~Sampul Coklat
Tahun ajaran baru, selalu mengingatkan saya pada banyak hal. Salah satunya,
adalah sampul coklat. Ya, sampul buku dari kertas tipis berwarna coklat, yang
selalu dipakai untuk sekolah, hingga saat ini. Benda itu, mengajarkan saya
tentang kesederhanaan, dan juga kasih sayang. Benda itu juga menunjukkan kepada
saya, bahwa kemuliaan tak selalu datang dari sesuatu yang serba mahal.
Dulu, saat saya kelas 2 SD, Pak guru meminta setiap anak untuk menyampul semua
buku tugas dengan sampul coklat. "Agar lebih rapih, " begitu kira-kira ucapan
beliau. Saya pun merasa wajib untuk menurutinya, apalagi saya ditunjuk menjadi
ketua kelas saat itu. Dan besok, buku tugas itu harus sudah dikumpulkan,
lengkap dengan sampul coklat.
Namun sayang, saya agaknya tak dapat memenuhi perintah Pak Guru. Saat saya
sampaikan kepada Ibu di rumah, Ibu berkata bahwa ia tak punya cukup uang untuk
membeli sampul coklat. Saat itu, adik saya memang sedang sakit. Dan Ibu baru
saja membeli obat, sehingga tabungan Ibu belum cukup untuk membeli beberapa
lembar sampul. Dduh, saya bingung saat itu. Bimbang, antara takut dengan
perintah Pak Guru, dan kasihan pada Ibu yang tak punya cukup uang.

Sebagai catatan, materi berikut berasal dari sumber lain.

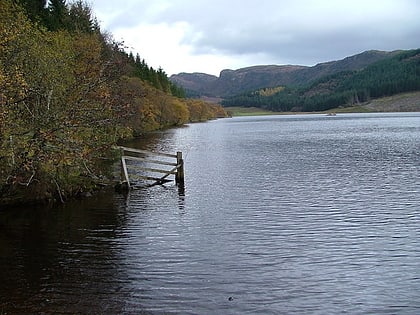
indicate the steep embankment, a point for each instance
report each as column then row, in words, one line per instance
column 233, row 82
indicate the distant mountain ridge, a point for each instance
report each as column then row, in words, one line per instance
column 233, row 82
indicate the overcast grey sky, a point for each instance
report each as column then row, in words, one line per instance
column 211, row 35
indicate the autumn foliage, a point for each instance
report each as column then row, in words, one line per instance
column 67, row 95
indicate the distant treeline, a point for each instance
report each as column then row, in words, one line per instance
column 68, row 93
column 397, row 74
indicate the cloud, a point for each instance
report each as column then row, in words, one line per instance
column 249, row 32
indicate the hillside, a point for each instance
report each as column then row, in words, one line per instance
column 396, row 74
column 233, row 82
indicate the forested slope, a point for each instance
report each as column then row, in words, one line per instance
column 68, row 93
column 393, row 75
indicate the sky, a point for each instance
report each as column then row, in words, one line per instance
column 208, row 36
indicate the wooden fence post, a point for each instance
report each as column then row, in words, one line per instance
column 179, row 178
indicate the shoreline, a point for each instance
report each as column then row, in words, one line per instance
column 404, row 102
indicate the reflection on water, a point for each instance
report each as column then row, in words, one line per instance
column 279, row 215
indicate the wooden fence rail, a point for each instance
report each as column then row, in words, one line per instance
column 146, row 165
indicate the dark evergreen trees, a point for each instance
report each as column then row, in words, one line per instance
column 397, row 74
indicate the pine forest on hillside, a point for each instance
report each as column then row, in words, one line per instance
column 396, row 74
column 68, row 93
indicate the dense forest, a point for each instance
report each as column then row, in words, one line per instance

"Uang Ibu sudah habis, tadi sudah buat beli obat," begitu kira-kira yang
disampaikannya. Dduh, rasanya mau menangis saat itu. Namun, saya beruntung
sekali mempunyai Ibu seperti beliau. Tak kurang akalnya untuk membahagiakan
semua anak-anaknya, walaupun dalam keadaan sesulit apapun.
Saya ingat, saat itu Ibu kemudian mengambil sejumlah kalender bekas yang ada di
ruang belakang. Dipilihnya yang terbaik dan masih bersih. Ia lalu mengunting
beberapa lembar, dan menyusunnya menjadi sebuah sampul buku dengan posisi
terbalik. "Sampul yang ini lebih bagus," katanya. Kemudian, diguntingnya
kembali kalender-kalender bekas itu, dan dirangkainya menjadi susunan sampul.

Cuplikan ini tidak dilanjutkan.